インターネットデパート - 取扱い商品数1000万点以上の通販サイト。送料無料商品も多数あります。

夜愁〈下〉 (創元推理文庫)

価格: ¥924
カテゴリ: 文庫
ブランド: 東京創元社
Amazon.co.jpで確認
こんなにも瑞々しく、こんなにも無垢なものが・・・ ★★★★★
2年以上もたっているのでレヴューはどうかと思いましたがこれは美しいロマンスだと思いましたので別の立場から一筆。
サラ・ウォーターズの3番目の邦訳「夜愁」は「半身」「荊の城」のようにビアンが登場するので前作の強い先入観と本書の時間が逆行していくスタイルに始めは戸惑いを感じました。

戦争中のロンドンの生活がきめ細かく描写されていて当時のロンドン市民の温もりと息遣いが随所に感じられる「人間」の物語です。
第二次世界大戦下のロンドン、5年目に突入したドイツとの戦争で決定的な勝利の兆しが見られない英国、ドイツ空軍の連夜の空襲で火の海となったロンドンで生きていく4人の女性と3人の男性の物語です(登場人物はもっと沢山いますが)。
ケイ、ジュリア、ヘレン、ヴィヴのどんなに激しい愛でもシャボン玉のように壊れやすく結局は空襲の街のように簡単に崩れるものだと思いました。
1944年の章では全般をとおして空襲で次々に破壊されていく街の描写や危険を顧みず負傷者達の救護や消火活動をするホームフロント(警官や防空警戒員や救護員、医者など)の活躍は圧巻です。
爆風で吹き飛ばされて串刺しになった女性や救出中に空襲で殉職した救護員、足ない男などたくさんのエピソードが随所に出てきます。
登場人物のケイ、ヘレン、ヴィヴのようなサービス・ウーメン(公職についた女性)やジュリアのような民間の女性、ダンカン、フレイザー、レジーのような男性は当時あそこに本当に存在していたし、あのような会話をしていたと信じたくなりました。

物語の進行は1947年(終戦2年目)から始まりページ数の一番多い1944年(連合軍がノルマンディーに上陸する前)、そして1941年(ドイツ軍の英国上陸を阻止したバトル・オブ・ブリテンの翌年)の順で過去に遡るので「彼らの出会いのきっかけやあの時のあれはそういう事だったのね」と繋がりを楽しませてくれる推理小説みたいなところもありました。
再読する時は1941年から読もうと思いますがそんな事をしたらこの小説の美しさが壊れてしまうかもしれませんね。
なぜなら最後の行がとても美しかったので。

最後に、冒頭の1947年の章に関連してですが、戦争が終わって喜ばしいはずなのに戦時公職から解かれて社会で行き場のなくなったケイのようなサービス・ウーメンが何十万、何百万もいたと聞きます。
ほとんどの女性達は男性のように新しい仕事に就けずに家庭内に戻るか結婚するかの選択だったようです。
かわいそうなケイ
ブッカー賞最終候補作らしい佳品 ★★★★★

「半身」「茨の城」でこのミス一位を2年連続でとったサラ・ウォーターズの3つめの邦訳です。
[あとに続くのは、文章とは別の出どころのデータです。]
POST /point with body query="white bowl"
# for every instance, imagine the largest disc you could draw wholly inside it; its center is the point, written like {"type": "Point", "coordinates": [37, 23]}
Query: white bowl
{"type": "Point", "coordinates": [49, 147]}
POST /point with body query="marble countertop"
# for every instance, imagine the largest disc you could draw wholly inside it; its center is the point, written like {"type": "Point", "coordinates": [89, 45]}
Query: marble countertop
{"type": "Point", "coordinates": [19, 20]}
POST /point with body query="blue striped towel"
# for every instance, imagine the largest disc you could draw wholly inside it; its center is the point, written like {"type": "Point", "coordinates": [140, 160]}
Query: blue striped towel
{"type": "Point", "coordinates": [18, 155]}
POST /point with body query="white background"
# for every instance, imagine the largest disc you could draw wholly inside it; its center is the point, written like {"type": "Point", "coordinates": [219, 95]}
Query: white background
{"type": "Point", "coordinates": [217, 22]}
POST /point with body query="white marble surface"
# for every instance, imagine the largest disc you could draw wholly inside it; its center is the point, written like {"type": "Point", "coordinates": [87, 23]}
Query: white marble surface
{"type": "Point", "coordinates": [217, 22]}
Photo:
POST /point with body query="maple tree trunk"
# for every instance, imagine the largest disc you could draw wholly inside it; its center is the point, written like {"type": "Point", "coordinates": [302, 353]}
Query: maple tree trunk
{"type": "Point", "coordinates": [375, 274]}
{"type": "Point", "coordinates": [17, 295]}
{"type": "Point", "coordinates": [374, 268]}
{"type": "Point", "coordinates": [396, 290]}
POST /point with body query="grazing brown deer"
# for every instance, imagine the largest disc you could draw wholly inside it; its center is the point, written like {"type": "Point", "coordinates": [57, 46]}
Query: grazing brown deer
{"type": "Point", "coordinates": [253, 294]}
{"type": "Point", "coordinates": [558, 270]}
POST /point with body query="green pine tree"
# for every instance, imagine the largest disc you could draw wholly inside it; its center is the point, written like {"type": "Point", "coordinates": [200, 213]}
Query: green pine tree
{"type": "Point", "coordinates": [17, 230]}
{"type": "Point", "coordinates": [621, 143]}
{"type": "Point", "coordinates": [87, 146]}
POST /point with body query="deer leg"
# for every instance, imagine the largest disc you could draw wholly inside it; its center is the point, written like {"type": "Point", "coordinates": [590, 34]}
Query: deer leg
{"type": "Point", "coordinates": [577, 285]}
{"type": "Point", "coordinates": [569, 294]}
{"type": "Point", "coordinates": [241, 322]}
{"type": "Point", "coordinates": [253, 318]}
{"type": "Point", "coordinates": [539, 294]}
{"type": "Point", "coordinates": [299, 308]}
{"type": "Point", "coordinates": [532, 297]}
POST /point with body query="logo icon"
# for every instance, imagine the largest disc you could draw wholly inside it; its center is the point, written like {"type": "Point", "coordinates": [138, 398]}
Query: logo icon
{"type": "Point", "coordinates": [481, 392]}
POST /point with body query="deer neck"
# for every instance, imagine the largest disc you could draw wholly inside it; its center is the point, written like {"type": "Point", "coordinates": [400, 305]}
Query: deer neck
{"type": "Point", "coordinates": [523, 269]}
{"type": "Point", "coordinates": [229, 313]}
第二次世界大戦中・後を舞台に、現代から過去へとさかのぼる構成で、複数の人間の心の闇を丁寧な筆致で追っています。本作もこのミスにランキングしているので、それを見て購入を検討される方もいるかもしれませんが、この本はミステリではありません。ミステリの要素はあるのですが、シリアスな文学作品と思った方が実際に近いです。

イアン・マキューアン「アムステルダム」やカズオ・イシグロ「日の名残り」などが受賞したブッカー賞の最終候補ですので、作品の質は折り紙つきですが、普段ミステリなどの純エンターテイメント小説やハリウッドなどの娯楽映画しか見ないという方は、楽しめないかもしれません。純文学小説やヨーロッパ映画なども好き、救いのないものでも良いものは良い、などという方にはおすすめです。

ですが、まったく面白くないのかといえばそうでもなく、もともとミステリを書いている人だけあって、謎をうまく引っ張りながら高いリーダビリティで読ませます。私は前巻の途中からは一気に数時間で読んでしまいました。邦訳された3作品の中で一番好きなのもこの作品です。ただ、大きな事件があるわけではないので、淡々とした面白さ・人間の心の謎を追う面白さにはあまり興味がないという人には退屈かもしれません。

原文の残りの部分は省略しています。